Since Zip’s ailment was an accident, Tucker would have been required to pay the cost on his own, though in other circumstances, municipalities can be required to compensate livestock owners. Since 1977, Tucker has worked for the Town of Pelham in this capacity. When farmers report instances of their animals hurt or killed by coyotes or other wild predators, Tucker determines whether compensation is warranted. He also investigates cases in which domesticated dogs have killed or caused injury to livestock.

“Most people don’t know that they’re liable for what their dogs do,” Tucker said. “And if they refuse to pay for vet bills or to replace animals that have been killed, the Town can assess the dog owners this amount on their property taxes.”

This is easiest to imagine happening with chickens or other birds, but horses are easily spooked by aggressive dogs too, and will often injure themselves while running away. Tucker has seen many horses who tried to jump a fence make it just halfway, leaving their hindquarters suspended in the air and badly bruised. “They have a natural instinct to flee,” he said. “And this can lead to real disasters.”

His concern for animals is earnest, that of one who developed an affection as a child and has held on to this youthful tenderness ever since.
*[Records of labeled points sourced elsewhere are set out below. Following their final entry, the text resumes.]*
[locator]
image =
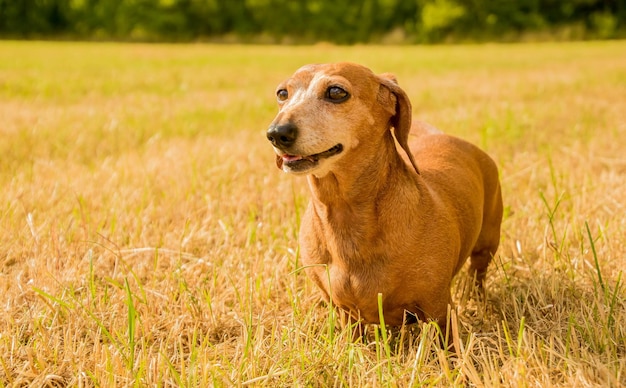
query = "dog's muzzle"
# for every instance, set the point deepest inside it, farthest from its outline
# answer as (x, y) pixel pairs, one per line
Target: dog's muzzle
(283, 138)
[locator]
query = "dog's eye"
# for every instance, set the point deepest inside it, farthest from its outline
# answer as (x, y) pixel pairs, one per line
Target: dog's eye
(282, 95)
(336, 94)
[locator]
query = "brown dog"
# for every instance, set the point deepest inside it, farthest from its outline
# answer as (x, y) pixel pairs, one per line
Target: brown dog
(383, 219)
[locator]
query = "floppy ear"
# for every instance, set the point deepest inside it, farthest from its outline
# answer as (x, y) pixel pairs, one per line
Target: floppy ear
(396, 102)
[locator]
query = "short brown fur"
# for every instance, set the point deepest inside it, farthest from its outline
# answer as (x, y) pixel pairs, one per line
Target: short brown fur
(396, 214)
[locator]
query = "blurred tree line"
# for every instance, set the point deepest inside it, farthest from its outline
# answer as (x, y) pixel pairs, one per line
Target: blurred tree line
(312, 20)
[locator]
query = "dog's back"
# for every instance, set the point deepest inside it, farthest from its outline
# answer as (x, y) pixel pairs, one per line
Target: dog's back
(465, 178)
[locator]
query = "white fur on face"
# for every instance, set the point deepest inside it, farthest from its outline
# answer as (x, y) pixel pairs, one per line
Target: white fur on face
(321, 124)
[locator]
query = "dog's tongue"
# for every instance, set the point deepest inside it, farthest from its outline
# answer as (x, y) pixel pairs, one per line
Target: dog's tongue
(291, 158)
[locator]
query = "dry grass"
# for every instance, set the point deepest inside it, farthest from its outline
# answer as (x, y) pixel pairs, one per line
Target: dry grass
(146, 237)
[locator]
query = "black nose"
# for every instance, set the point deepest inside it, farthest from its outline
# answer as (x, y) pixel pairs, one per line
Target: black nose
(282, 136)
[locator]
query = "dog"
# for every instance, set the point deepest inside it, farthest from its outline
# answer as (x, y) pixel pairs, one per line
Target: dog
(395, 208)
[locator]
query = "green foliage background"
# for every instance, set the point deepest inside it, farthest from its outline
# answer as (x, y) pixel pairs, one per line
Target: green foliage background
(302, 21)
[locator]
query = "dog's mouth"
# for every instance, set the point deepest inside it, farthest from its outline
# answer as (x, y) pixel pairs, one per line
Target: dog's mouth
(298, 163)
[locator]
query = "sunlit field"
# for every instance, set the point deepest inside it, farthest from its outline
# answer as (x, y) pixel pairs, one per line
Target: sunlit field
(148, 239)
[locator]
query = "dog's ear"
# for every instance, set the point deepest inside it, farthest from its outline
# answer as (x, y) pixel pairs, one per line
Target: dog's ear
(396, 102)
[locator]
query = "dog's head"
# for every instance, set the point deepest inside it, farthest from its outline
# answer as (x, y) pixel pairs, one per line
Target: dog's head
(327, 112)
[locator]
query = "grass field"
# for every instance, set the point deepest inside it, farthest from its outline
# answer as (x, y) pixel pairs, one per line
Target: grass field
(147, 238)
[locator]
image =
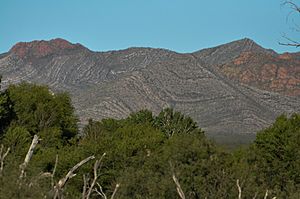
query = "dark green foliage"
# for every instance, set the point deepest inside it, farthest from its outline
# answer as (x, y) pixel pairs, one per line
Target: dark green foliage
(142, 151)
(37, 109)
(6, 112)
(171, 122)
(277, 153)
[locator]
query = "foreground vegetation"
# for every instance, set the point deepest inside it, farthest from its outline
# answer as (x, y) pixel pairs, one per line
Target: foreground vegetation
(142, 156)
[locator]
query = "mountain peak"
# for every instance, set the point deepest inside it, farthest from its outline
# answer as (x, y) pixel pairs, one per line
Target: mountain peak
(41, 48)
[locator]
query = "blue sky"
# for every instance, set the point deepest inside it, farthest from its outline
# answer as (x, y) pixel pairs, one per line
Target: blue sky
(179, 25)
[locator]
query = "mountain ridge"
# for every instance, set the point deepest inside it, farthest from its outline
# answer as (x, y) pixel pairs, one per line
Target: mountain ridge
(204, 84)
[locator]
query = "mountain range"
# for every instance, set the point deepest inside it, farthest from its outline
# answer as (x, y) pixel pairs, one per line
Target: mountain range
(233, 89)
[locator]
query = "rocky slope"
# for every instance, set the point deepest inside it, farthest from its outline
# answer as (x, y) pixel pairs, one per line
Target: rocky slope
(234, 88)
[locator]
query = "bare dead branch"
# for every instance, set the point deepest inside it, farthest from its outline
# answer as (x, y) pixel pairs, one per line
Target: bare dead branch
(178, 187)
(2, 157)
(294, 8)
(84, 187)
(96, 167)
(101, 193)
(266, 195)
(239, 188)
(61, 183)
(29, 154)
(54, 170)
(115, 191)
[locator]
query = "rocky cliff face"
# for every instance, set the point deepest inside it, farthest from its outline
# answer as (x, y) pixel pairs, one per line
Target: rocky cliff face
(235, 88)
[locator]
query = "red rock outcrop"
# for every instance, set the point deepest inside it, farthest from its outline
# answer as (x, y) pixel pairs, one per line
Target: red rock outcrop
(38, 49)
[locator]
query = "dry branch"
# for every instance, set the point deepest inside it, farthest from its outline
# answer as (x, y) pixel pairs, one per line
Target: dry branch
(115, 191)
(2, 157)
(239, 188)
(28, 157)
(96, 167)
(61, 183)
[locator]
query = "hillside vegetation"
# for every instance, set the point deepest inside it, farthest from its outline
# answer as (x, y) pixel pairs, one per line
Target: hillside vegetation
(141, 156)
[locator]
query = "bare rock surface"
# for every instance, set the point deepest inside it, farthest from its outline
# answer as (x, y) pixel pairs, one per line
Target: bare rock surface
(236, 88)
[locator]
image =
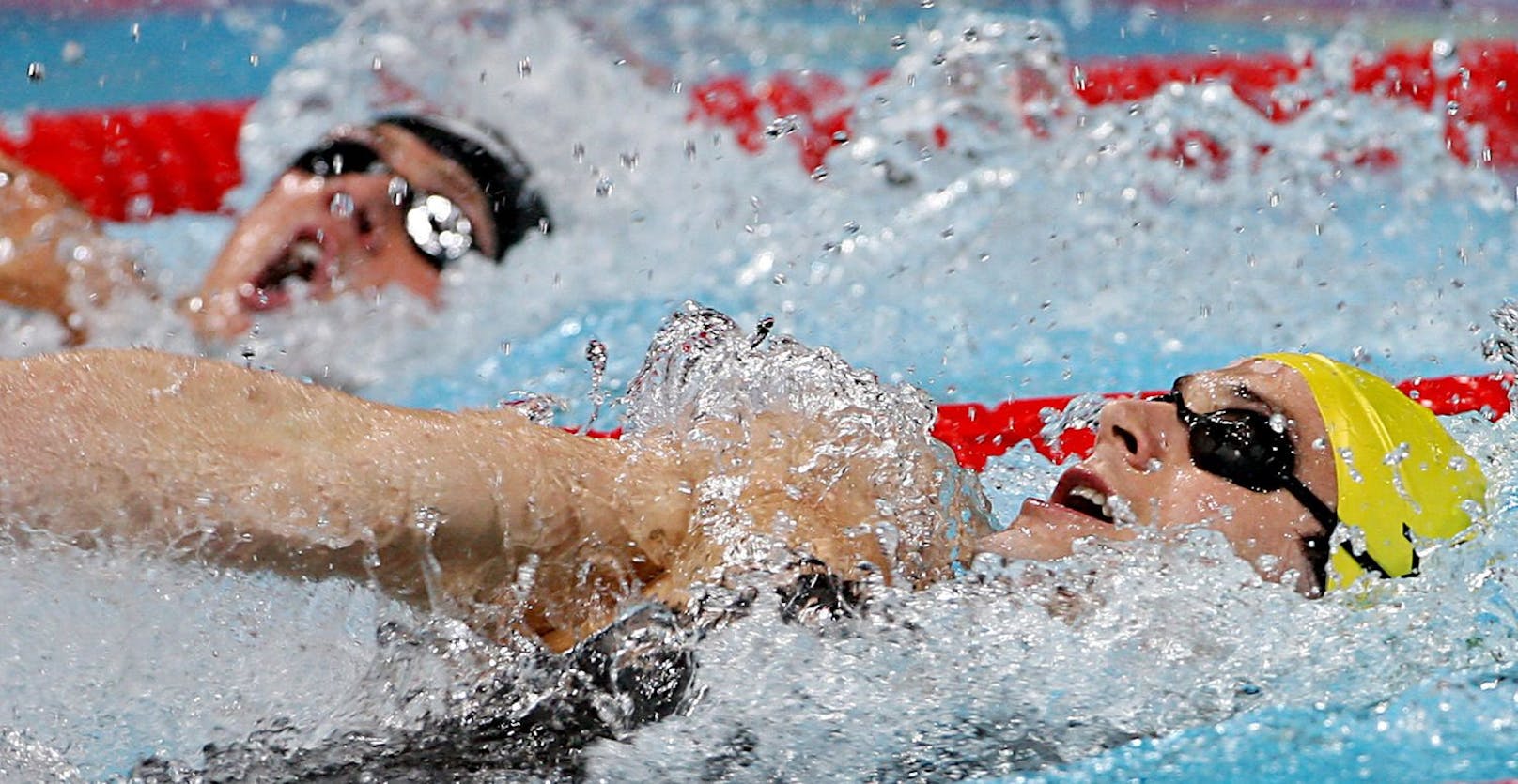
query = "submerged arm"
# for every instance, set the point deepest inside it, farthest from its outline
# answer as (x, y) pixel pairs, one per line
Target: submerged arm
(260, 470)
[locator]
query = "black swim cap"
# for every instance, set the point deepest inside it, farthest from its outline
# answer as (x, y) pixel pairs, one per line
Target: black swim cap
(494, 164)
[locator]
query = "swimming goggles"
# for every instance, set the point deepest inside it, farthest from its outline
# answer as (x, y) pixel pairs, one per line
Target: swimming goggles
(1247, 448)
(434, 224)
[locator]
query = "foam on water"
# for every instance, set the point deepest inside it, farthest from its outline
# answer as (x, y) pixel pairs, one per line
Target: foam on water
(1045, 241)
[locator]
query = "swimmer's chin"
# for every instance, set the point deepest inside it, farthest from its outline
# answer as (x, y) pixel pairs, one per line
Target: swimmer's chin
(1046, 531)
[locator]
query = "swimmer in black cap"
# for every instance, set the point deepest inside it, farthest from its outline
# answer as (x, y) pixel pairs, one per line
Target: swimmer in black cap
(389, 204)
(369, 207)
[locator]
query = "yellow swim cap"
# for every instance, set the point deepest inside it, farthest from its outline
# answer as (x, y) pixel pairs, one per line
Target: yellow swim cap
(1399, 469)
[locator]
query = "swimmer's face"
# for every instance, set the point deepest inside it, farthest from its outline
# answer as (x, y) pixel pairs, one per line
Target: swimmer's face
(1142, 466)
(335, 234)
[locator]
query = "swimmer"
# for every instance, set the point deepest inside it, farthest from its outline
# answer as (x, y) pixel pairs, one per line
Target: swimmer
(529, 528)
(369, 207)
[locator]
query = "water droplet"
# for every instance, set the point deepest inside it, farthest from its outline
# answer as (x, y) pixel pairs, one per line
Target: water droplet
(782, 126)
(342, 205)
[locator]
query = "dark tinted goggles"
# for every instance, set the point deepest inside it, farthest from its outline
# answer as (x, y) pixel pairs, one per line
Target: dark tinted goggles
(436, 226)
(1248, 449)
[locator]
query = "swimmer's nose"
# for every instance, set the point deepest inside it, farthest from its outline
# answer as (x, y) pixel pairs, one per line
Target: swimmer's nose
(364, 202)
(1138, 429)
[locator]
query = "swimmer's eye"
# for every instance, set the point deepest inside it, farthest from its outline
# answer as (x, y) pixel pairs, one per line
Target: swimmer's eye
(339, 157)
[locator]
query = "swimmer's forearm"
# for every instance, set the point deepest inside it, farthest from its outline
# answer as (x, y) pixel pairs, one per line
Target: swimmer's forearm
(256, 468)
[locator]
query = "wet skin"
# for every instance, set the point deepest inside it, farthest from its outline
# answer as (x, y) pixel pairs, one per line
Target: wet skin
(1142, 460)
(302, 231)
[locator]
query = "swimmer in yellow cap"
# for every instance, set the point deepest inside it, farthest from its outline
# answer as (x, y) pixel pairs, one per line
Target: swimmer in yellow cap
(1316, 472)
(1313, 470)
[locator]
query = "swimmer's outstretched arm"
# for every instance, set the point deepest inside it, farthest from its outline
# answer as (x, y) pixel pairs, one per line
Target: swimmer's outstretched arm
(260, 470)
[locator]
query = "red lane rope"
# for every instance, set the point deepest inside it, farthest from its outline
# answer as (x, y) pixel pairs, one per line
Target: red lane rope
(137, 162)
(978, 433)
(140, 161)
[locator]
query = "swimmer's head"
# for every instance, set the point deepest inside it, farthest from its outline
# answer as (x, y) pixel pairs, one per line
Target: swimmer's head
(495, 167)
(372, 207)
(1273, 453)
(1400, 475)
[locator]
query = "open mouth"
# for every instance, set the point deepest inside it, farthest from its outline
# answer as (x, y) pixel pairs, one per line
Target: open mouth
(1084, 493)
(302, 261)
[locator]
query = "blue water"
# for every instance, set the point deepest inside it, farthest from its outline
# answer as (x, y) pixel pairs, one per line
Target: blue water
(1042, 275)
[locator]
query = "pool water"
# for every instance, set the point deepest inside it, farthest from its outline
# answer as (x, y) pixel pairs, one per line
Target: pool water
(1005, 263)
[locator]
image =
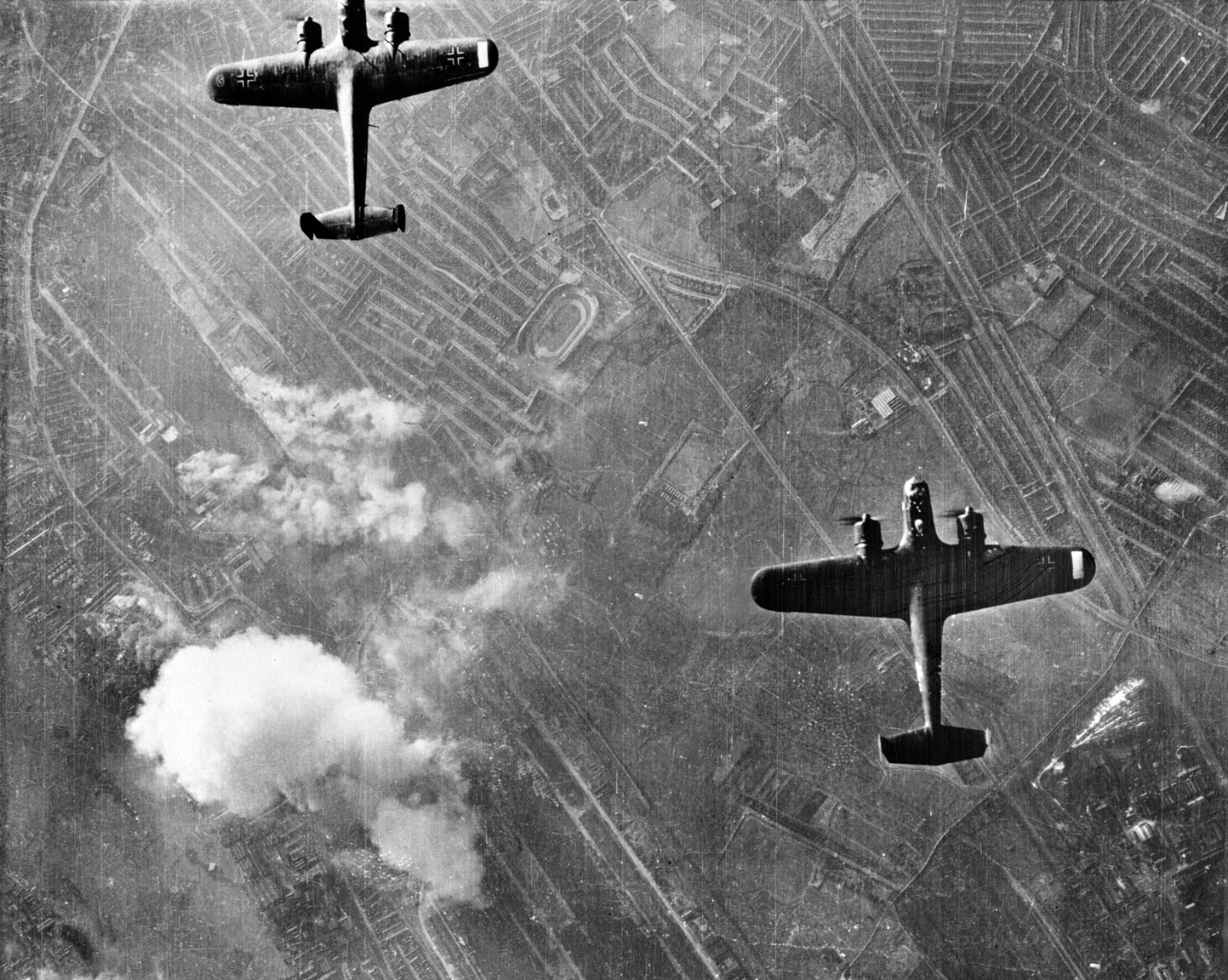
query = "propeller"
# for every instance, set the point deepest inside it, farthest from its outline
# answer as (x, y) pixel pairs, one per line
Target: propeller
(848, 520)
“I’ve seen pretty cruel things done to horses at shows,” he said. “I’ve told people that they have to take the rigging of a horse or they’ll be off the grounds.” Firmness is important, but patience and kindness are even more essential.

Tucker was an electrician, and when he worked for the International Brotherhood of Electrical Workers he made sure to take the time off needed to travel to horse shows. Even though he retired from the IBEW in 2014, he intends to keep working horse shows for at least another five years. The work can be gruelling—some competitions Tucker has judged have him work four days in a row, from eight in the morning until after midnight—and for a time rheumatoid arthritis made any movement painful. But he has been taking a trial medication for three years that he said has brought his life back.

Last week, Tucker’s horses were pleased with the cooler temperatures, and so was he. During the day, when his wife is working and the house is quiet, and there are no competitions to be judged, Tucker putters around the farm and looks for projects. His latest is restoring old one-horse ploughs, which he finds in various stages of decrepitude and sands and paints until the machines look as if they'd never been used.

Tucker opened up the back of a trailer parked in his driveway and stepped up to stand beside a plough he had just bought.

“This is a #17 McCormick,” he said, running his hand along the worn wooden handles. “They were made in Brantford.” Looking pleased, he locked up the trailer again.

A cat that had previously been in the barn trotted up to press itself against Tucker’s ankles. He bent down to stroke its ears. Tucker’s dog, a pug, was sleeping inside the house.

“He thinks he’s my dog,” he said of the cat, as it purred, and then, satiated, sauntered away. “The horse we just lost, Zip, was exactly the same way, following me around the yard.”

Tucker didn’t sigh, but he did stop for moment to exhale silently. He looked at the barn. “Zip was my bud.”